Barack Obama issued executive actions that shielded young undocumented immigrants from deportation if they were brought to the U.S. as children.
Obama's imminent departure set off alarms.
"They can come to our door, knock on the door and possibly take away our families," Dreamer Ricardo Zamudio told me last December.
Community organizers were preparing Dreamers and their families for "emergency action" in case immigration cops showed up at their door.
Then President Donald Trump changed his tune.
Trump's message to Dreamers: "Rest easy."
"He said that he had a good heart, he's a good person, they shouldn't be scared," said Aldo Gonzalez, who helps Dreamers with their applications for the DACA program - Deferred Acton for Childhood Arrivals.
"What we've seen is the opposite of that," Gonzalez said.
New numbers from U.S. Citizenship and Immigration Services confirm Trump isn't going easy on Dreamers, who must renew their DACA work permits every two years.
During the last three months of 2016, just four percent of renewals were rejected.

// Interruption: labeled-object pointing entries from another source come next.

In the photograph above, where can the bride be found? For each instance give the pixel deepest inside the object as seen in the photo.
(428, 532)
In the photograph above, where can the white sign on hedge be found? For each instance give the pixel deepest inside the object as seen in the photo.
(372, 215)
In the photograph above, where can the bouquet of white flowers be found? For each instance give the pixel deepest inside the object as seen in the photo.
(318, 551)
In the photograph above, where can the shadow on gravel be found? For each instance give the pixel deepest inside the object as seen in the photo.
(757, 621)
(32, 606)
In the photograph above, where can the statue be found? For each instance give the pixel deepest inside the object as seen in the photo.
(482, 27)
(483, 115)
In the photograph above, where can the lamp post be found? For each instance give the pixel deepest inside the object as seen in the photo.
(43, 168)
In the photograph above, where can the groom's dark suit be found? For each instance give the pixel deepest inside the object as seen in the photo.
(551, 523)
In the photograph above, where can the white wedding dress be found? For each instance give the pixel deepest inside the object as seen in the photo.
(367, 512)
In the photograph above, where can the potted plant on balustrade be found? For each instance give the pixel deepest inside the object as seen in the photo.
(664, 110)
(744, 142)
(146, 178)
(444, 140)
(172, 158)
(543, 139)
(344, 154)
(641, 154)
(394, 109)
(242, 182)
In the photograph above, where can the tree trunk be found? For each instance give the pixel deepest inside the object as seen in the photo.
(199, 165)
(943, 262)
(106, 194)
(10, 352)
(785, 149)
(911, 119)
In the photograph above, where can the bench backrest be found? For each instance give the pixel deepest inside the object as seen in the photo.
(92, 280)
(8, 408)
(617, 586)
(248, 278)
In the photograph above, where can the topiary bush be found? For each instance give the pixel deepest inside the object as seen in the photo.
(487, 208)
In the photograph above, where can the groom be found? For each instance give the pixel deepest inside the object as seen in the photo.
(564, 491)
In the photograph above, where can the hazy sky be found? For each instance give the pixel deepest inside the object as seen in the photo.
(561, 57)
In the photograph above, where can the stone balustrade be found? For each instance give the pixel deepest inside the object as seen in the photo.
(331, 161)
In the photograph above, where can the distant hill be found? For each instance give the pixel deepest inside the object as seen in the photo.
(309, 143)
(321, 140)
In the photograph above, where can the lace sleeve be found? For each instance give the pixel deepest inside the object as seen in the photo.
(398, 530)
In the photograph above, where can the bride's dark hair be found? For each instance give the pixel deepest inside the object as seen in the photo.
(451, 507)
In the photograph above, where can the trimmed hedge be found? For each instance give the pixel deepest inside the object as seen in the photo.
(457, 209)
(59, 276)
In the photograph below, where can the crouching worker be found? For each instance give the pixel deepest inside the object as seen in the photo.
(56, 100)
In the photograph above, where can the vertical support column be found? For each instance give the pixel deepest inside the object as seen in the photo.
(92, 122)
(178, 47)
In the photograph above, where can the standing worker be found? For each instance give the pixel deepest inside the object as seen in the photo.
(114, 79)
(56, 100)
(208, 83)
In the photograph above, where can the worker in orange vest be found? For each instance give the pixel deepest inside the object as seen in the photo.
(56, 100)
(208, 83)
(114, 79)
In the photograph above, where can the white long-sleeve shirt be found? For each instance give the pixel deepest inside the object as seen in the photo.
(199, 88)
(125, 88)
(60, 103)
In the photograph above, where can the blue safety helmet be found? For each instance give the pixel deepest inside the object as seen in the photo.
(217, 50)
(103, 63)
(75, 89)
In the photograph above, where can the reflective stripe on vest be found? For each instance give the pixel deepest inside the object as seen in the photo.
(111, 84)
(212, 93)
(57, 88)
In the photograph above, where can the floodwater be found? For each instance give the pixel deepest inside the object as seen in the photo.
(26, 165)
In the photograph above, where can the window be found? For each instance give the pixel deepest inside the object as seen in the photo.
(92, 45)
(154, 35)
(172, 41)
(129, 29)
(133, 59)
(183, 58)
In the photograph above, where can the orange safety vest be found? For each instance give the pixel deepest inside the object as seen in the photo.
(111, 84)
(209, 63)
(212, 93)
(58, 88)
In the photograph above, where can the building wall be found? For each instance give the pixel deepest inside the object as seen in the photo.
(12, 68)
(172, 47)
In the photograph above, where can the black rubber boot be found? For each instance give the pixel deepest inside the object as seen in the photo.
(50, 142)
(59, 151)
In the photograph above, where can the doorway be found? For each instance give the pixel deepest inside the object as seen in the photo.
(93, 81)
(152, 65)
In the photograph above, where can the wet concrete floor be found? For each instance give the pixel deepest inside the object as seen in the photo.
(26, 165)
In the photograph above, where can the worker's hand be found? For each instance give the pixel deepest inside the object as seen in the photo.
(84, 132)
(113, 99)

During the first three months of this year under Trump, the rejection rate has tripled, to 13.5 percent.
Gonzalez said he believes Trump's executive orders earlier this year, cracking down on undocumented immigrants, explain the surge in rejections.
Those Trump orders have led to a spike in deportations of undocumented immigrants with non-violent offenses on their records.
"Anyone who has anything in their record," Gonzalez said, "is subject to being deported."
It's not clear how many of Arizona's 56,000 DACA recipients or new applicants have been deported.